Taken overall, the conclusions from this analysis have implications for clinical trial design and analysis and suggest that pre-specified subgroup analysis by baseline severity should be undertaken. These analyses may also have implications for clinical practice, since they suggest that patients with less severe disease may respond better, and for longer, to a therapeutic intervention whether active treatment or just observation and monitoring. This should, perhaps, encourage doctors to treat milder patients more aggressively, since these analyses suggest that such patients may experience the greatest health status gain.
Acknowledgments
The authors would like to thank Debbie Merrill, COPD Foundation, for managing the review process, the COPD Biomarkers Qualification Consortium for their role in aggregating the data, Thomas Martin of Novartis and Katja Rüdell, formerly of Pfizer for their review and oversight through the CBQC Steering Committee.
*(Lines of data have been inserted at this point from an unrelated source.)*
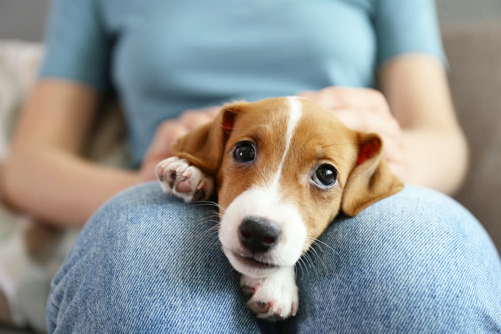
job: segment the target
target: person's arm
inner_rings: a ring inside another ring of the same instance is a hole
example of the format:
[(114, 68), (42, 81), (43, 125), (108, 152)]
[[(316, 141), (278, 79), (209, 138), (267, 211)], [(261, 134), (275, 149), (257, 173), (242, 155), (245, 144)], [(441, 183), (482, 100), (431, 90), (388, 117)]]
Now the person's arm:
[(396, 57), (379, 78), (402, 129), (406, 181), (453, 194), (466, 173), (468, 152), (443, 64), (423, 55)]
[(139, 182), (138, 173), (79, 155), (97, 94), (84, 85), (42, 79), (27, 101), (4, 171), (4, 196), (44, 220), (81, 226), (111, 196)]
[(156, 164), (170, 155), (180, 135), (212, 119), (217, 107), (188, 110), (164, 122), (141, 168), (109, 167), (80, 155), (98, 103), (85, 85), (42, 79), (28, 99), (17, 125), (3, 173), (5, 199), (40, 220), (81, 226), (118, 191), (155, 178)]

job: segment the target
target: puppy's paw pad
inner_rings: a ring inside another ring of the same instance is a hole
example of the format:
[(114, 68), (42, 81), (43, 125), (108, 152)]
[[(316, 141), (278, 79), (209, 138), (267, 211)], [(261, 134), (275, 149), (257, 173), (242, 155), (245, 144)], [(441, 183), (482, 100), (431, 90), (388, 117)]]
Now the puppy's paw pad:
[(166, 159), (158, 163), (155, 171), (164, 192), (186, 202), (207, 199), (214, 189), (213, 178), (185, 159)]
[(259, 318), (271, 321), (296, 315), (299, 298), (296, 281), (289, 275), (260, 279), (242, 276), (240, 282), (247, 306)]

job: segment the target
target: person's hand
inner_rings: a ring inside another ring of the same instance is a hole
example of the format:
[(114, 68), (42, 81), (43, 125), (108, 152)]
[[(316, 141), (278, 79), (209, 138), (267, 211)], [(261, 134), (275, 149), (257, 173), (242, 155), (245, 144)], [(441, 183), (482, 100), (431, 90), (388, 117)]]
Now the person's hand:
[(401, 179), (406, 179), (402, 131), (386, 98), (379, 91), (331, 87), (318, 92), (302, 92), (298, 95), (332, 110), (352, 130), (379, 134), (383, 139), (384, 157), (390, 169)]
[(220, 109), (211, 107), (204, 109), (189, 109), (176, 119), (163, 122), (157, 128), (155, 137), (144, 156), (139, 177), (141, 181), (154, 180), (155, 167), (172, 155), (171, 145), (179, 137), (213, 120)]

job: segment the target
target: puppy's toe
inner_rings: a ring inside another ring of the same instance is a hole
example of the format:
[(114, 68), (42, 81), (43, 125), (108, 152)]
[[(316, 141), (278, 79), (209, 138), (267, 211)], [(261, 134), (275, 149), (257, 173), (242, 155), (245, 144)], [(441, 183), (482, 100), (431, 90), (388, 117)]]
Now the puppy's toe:
[(155, 171), (164, 192), (186, 202), (207, 199), (214, 189), (213, 178), (184, 159), (166, 159), (158, 163)]
[(244, 296), (248, 297), (247, 306), (258, 317), (277, 321), (296, 315), (299, 298), (294, 276), (254, 279), (242, 276), (240, 286)]

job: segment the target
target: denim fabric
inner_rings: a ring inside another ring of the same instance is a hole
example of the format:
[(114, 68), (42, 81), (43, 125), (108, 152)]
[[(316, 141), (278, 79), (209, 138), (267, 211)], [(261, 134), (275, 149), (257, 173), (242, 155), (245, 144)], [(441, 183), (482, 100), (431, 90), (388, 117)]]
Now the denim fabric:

They also acknowledge the assistance provided by Kate Hollingworth of Continuous Improvement Ltd in copyediting and formatting the manuscript; this was funded by the COPD Foundation.
Declaration of Interest
PWJ, NK, SM, HM, SIR, RTS and MT are employees and shareholders of the pharmaceutical companies who funded this analysis. HG and HW participated in this project as employees of Evidera, a company which performs work for hire for multiple pharmaceutical and device companies in outcomes research. DM has nothing to declare.